The company recently went public on the Toronto Stock Exchange and plans to go public in the U.S. this year, Hoyt said. Its stock price went from $4.43 per share in July 2018 to as high as $10.03 last month.

Viemed is normally in the home with patients for an average of 17 months and is looking to offer additional services for the other chronic diseases normally found in patients. Part of its plan calls for treating other diseases in the home while helping patients with COPD and other respiratory conditions.

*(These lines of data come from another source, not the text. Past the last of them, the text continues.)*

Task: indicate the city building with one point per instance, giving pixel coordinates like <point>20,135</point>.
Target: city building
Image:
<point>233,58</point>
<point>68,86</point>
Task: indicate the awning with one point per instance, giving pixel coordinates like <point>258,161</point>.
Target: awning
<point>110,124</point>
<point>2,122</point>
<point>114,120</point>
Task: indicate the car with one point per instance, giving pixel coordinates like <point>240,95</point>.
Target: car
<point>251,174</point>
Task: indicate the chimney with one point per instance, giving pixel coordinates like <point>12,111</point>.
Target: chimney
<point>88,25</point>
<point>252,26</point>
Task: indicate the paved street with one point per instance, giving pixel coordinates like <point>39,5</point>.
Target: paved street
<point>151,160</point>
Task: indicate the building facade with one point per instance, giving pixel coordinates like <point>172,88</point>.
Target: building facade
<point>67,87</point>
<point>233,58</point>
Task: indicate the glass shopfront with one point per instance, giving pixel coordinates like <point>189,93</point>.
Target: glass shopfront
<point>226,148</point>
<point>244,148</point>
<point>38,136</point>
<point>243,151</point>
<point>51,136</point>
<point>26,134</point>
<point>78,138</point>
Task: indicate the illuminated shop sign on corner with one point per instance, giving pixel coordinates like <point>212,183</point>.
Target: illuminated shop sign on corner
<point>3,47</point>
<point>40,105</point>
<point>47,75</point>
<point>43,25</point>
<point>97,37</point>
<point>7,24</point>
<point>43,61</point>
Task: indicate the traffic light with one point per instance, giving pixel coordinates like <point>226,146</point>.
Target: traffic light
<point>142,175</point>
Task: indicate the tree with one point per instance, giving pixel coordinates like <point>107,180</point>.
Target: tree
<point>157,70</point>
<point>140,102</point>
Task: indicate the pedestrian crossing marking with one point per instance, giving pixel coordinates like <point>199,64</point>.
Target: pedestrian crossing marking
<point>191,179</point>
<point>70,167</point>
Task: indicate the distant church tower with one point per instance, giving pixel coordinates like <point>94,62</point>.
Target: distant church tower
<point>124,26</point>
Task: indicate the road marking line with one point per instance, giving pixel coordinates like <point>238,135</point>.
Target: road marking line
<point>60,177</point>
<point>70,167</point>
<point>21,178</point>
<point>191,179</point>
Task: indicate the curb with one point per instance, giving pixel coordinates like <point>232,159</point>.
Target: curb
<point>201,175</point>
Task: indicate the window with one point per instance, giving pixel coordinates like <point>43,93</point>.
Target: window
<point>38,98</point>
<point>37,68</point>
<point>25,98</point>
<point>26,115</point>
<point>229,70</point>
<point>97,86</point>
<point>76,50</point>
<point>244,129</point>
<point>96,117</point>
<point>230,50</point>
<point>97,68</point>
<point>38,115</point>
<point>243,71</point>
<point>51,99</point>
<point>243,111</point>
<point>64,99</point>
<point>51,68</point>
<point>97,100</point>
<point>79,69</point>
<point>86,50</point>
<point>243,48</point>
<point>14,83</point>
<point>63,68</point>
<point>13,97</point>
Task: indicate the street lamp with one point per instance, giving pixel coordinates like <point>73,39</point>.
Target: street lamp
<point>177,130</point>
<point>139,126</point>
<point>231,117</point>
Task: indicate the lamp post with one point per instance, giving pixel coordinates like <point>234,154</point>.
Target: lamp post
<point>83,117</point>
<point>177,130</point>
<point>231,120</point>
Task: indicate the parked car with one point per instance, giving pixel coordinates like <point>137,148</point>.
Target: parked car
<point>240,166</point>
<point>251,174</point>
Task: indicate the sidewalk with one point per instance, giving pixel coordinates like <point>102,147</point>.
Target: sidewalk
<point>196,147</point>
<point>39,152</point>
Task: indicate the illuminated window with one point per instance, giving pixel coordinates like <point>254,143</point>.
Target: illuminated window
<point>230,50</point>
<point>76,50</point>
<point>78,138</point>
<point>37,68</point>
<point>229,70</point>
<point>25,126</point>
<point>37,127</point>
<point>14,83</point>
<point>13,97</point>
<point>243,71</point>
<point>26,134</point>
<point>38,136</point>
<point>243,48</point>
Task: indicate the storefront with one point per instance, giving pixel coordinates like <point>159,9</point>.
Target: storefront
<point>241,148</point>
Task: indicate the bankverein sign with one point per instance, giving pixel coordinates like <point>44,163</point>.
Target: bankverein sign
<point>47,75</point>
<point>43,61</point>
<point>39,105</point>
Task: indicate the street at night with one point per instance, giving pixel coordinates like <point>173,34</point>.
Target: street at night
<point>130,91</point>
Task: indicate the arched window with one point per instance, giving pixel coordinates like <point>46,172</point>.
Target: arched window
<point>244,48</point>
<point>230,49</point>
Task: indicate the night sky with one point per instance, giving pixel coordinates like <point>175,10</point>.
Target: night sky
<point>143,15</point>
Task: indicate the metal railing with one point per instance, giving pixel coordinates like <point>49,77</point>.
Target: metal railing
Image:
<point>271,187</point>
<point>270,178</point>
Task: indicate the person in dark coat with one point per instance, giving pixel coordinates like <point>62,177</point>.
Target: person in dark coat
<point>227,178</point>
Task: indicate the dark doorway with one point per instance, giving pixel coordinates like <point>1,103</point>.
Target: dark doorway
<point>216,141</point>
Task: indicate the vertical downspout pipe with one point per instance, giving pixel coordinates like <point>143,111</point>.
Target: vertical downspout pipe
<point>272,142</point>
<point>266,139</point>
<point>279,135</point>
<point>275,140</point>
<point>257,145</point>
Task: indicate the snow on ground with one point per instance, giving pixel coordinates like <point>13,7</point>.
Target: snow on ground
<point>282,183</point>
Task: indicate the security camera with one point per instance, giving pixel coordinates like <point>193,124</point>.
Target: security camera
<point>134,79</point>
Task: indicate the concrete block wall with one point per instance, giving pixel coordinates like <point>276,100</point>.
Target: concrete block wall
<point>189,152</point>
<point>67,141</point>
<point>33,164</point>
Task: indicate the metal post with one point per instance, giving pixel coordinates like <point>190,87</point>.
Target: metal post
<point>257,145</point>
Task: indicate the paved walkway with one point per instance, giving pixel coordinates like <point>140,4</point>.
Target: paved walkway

Borel's family no longer worries about her staying at home. She's been back home for over nine months because of Viemed and her respiratory therapist, Brandi Authement. Cormier says Viemed's equipment and services have been "invaluable."

"My lungs have cleared and I'm breathing better and my oxygen is steady," Cormier said. "If I need anything, day or night, I can call and they'll answer and help. If someone were to come in and rob me one night, I'd give up my dog before I'd let them take my BiPAP machine, and I love my dog. It's a lifesaver."